The first time I opened a dataset, I made a rookie mistake.
I was eager to build charts, train machine learning models, and uncover hidden patterns. Without asking a single question about the data, I jumped straight into analysis.

Within an hour, everything fell apart. Some columns contained missing values. Dates were stored as plain text. Numeric values were mixed with currency symbols. Duplicate records quietly inflated my calculations and one customer somehow appeared to be 247 years old.
The problem wasn’t my code.

The problem was that I skipped the most important conversation every data analyst should have:

What is this data trying to tell me?

That’s exactly what Exploratory Data Analysis, or EDA, is all about.

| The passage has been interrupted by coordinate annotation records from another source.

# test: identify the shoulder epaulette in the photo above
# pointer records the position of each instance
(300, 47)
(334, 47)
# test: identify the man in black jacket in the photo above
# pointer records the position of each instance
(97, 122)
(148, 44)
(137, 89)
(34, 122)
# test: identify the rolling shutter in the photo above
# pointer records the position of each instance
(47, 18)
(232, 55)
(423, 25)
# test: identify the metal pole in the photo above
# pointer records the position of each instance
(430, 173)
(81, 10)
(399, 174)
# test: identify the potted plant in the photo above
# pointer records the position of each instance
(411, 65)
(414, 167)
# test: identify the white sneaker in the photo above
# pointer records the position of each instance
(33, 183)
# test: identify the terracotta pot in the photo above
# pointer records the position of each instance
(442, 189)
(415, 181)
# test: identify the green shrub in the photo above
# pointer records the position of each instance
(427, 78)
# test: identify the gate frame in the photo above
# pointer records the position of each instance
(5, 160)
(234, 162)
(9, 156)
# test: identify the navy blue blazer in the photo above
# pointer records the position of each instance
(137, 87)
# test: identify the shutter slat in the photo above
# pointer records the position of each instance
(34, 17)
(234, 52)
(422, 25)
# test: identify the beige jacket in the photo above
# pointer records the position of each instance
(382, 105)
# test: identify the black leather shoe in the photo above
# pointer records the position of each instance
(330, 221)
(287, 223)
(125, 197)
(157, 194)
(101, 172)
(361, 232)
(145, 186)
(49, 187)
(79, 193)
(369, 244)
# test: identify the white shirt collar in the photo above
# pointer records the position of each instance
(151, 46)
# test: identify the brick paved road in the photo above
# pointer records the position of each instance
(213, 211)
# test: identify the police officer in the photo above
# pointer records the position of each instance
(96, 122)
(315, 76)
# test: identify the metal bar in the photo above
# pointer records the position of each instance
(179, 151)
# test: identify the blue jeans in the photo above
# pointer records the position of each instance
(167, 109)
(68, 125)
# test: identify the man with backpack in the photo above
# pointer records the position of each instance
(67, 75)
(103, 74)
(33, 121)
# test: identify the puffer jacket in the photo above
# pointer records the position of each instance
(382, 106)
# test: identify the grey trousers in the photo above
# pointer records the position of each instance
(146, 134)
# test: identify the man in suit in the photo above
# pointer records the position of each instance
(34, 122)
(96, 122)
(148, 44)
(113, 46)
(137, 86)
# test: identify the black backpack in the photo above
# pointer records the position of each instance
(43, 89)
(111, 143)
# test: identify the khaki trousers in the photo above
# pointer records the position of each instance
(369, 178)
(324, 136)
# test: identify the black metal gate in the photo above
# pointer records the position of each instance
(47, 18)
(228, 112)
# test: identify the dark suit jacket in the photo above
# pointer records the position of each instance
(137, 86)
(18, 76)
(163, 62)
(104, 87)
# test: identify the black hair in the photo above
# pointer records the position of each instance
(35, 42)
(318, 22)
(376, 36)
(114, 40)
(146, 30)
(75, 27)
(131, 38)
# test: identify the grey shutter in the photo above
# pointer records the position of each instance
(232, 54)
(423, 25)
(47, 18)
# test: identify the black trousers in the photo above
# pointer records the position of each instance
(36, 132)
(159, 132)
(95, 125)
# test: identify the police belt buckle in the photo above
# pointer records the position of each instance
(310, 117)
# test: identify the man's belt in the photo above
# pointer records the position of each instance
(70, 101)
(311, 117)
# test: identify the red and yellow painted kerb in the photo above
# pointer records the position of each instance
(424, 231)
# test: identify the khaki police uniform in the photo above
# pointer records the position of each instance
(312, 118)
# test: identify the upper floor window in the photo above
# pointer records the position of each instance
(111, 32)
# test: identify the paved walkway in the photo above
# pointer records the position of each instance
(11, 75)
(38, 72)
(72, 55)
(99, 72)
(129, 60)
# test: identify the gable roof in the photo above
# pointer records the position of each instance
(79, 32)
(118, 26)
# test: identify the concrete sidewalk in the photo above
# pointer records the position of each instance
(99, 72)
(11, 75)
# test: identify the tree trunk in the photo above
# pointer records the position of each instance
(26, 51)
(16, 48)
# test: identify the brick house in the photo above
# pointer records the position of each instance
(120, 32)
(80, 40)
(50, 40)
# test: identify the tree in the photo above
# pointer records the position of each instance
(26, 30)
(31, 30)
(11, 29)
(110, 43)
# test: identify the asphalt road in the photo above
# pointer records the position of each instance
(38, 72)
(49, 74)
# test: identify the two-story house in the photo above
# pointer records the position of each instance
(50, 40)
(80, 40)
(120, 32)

EDA is the process of investigating your dataset before making assumptions. It helps you understand its structure, discover patterns, identify anomalies, and ask better questions. Think of it as detective work before you write the final report.

In this article, I’ll show you how I approach EDA using Python and Pandas, with practical examples you can start using today.

What Is Exploratory Data Analysis?
Exploratory Data Analysis is the process of summarizing, visualizing and understanding a dataset before building dashboards or machine learning models.

Instead of asking, How do I build a prediction model?”, EDA asks questions like:

  • How many rows and columns are in this dataset?

  • Are there missing values?

  • Which columns are numerical or categorical?

  • Are there duplicate records?

  • Do any values look suspicious?

  • What patterns are already visible?

The answers to these questions often determine whether your analysis succeeds or fails.

1. Step 1: Import Pandas and Load your Data
Every EDA journey starts by loading the data

import pandas as pd 
df = pd.read_csv(“sales_data.csv”)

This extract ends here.